If the curve is a timelike curve, i.e. represents the wordline of a particle, then equation (II) gives you the proper time $s = \tau$ experienced by that particle. (By the way, use "\tau" in tex.) Equivalently equation (I) gives you $s = c\tau$, and rather more uglier, (III) gives you $s = ic\tau$ and (IV) gives you $s = i\tau$.

On the other hand, if the curve is spacelike and lies within the surface of simultaneity of an observer, then equation (III) gives you the distance s = d along that curve, according to that observer (with appropriate variants for the other metric equations I-IV). In GR this has to be modified slightly to say that the distance is measured using local rulers, i.e. at each point along the curve you use a local observer at that point to make the infinitesimal measurement ds. The curve has to lie parallel to each local observer's surface of simultaneity at that point, in other words, each local observer is stationary relative to the line in space being measured.

(If the curve is null or lightlike, s = 0, and the curve is the worldline of a photon.)

In my previous post, I was implicitly assuming the (III) version of the metric, because that version is more convenient for measuring distance as opposed to time. By putting dt = 0 I was using the metric to measure distance along a spacelike curve rather than time.

(It might have been less confusing if I'd used a different letter e.g. d instead of s to denote ruler distance. Then, using the metric signature (I) that you had used in previous posts, d = is.)

Does that make more sense now?

From my original equation (4)

$$dZ = 2 \sqrt{r_s} \cdot \frac{1}{2}(r - r_s)^{-1/2} dr$$
$$dZ^2 = \frac {r_s}{r - r_s} dr^2$$
$$dr^2 + dZ^2 = \frac{(r-r_s) + r_s}{r - r_s} dr^2$$
$$dr^2 + dZ^2 = \frac{dr^2}{1 - r_s/r}$$​

(It is also possible to work backwards to obtain (4) from (5), which is what I originally did.)

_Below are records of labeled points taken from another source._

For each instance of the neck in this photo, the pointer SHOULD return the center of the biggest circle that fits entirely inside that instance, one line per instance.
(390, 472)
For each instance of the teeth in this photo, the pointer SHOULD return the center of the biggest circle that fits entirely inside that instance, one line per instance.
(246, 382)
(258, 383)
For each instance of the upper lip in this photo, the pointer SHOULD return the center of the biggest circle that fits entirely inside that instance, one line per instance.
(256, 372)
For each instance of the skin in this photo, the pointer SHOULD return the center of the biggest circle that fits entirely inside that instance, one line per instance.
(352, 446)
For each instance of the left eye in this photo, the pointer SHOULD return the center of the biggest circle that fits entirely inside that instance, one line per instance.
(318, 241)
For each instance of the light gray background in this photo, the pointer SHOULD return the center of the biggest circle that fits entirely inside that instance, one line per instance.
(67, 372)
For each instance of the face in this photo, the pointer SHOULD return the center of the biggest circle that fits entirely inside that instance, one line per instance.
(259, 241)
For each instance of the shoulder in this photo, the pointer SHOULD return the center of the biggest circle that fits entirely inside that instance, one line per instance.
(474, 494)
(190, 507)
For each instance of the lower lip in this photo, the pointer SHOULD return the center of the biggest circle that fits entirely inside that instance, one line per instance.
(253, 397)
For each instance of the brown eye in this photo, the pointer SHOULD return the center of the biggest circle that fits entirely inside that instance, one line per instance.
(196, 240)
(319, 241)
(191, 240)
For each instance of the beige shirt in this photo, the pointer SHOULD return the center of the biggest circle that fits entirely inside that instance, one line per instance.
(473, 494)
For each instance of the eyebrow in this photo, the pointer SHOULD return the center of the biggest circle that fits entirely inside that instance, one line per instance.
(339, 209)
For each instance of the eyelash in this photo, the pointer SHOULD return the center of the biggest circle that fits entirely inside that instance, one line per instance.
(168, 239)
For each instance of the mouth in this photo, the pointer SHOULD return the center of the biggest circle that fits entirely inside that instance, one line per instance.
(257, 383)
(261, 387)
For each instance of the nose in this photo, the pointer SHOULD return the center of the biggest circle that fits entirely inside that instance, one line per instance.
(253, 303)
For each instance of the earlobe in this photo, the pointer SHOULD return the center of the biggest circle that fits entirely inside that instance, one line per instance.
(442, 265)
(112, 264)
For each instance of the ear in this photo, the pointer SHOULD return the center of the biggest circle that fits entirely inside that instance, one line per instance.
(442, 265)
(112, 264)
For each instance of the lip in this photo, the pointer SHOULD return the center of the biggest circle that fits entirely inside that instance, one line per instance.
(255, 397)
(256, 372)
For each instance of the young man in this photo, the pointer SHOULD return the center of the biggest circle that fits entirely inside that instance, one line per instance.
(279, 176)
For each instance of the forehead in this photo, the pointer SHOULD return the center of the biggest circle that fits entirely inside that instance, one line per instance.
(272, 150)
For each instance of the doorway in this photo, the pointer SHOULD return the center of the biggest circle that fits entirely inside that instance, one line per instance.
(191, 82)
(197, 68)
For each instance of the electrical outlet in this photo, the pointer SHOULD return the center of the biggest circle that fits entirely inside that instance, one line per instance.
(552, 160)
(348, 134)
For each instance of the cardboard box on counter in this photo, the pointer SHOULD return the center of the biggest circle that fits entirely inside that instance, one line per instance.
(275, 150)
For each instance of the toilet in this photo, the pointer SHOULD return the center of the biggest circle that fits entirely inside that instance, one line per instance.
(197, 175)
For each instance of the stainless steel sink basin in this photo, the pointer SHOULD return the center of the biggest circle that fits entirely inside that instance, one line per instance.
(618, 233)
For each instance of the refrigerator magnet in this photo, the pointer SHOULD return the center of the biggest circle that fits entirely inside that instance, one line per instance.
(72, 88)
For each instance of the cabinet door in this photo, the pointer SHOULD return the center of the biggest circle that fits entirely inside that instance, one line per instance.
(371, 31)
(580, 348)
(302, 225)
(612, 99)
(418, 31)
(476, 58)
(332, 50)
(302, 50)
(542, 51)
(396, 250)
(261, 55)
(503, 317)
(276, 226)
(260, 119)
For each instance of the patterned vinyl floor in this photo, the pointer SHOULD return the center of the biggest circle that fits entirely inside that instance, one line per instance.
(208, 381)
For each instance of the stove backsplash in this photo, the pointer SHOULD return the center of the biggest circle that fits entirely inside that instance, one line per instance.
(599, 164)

Indeed. It depends which "time" you mean. For the Schwarzschild coordinate time t, or the time of any "stationary" observer, it takes an infinite time. But in the traveller's proper time $\tau$, it takes a finite time. The difference is due to gravitational time dilation (which isn't included in the "Schwarzschild parabola" space-only visualisation).

20. Aug 8, 2008

### snoopies622

I guess not. I did not know to use "a" to represent a constant, so I just tried different integers instead and the results were always in agreement with each other. For some reason my way produces a different anti-derivative which has $$\sqrt{\frac{(r-r_s)}{r}}\sqrt{r}$$ for the denominator. I will accept that yours is correct, but for now I don't know why they differ.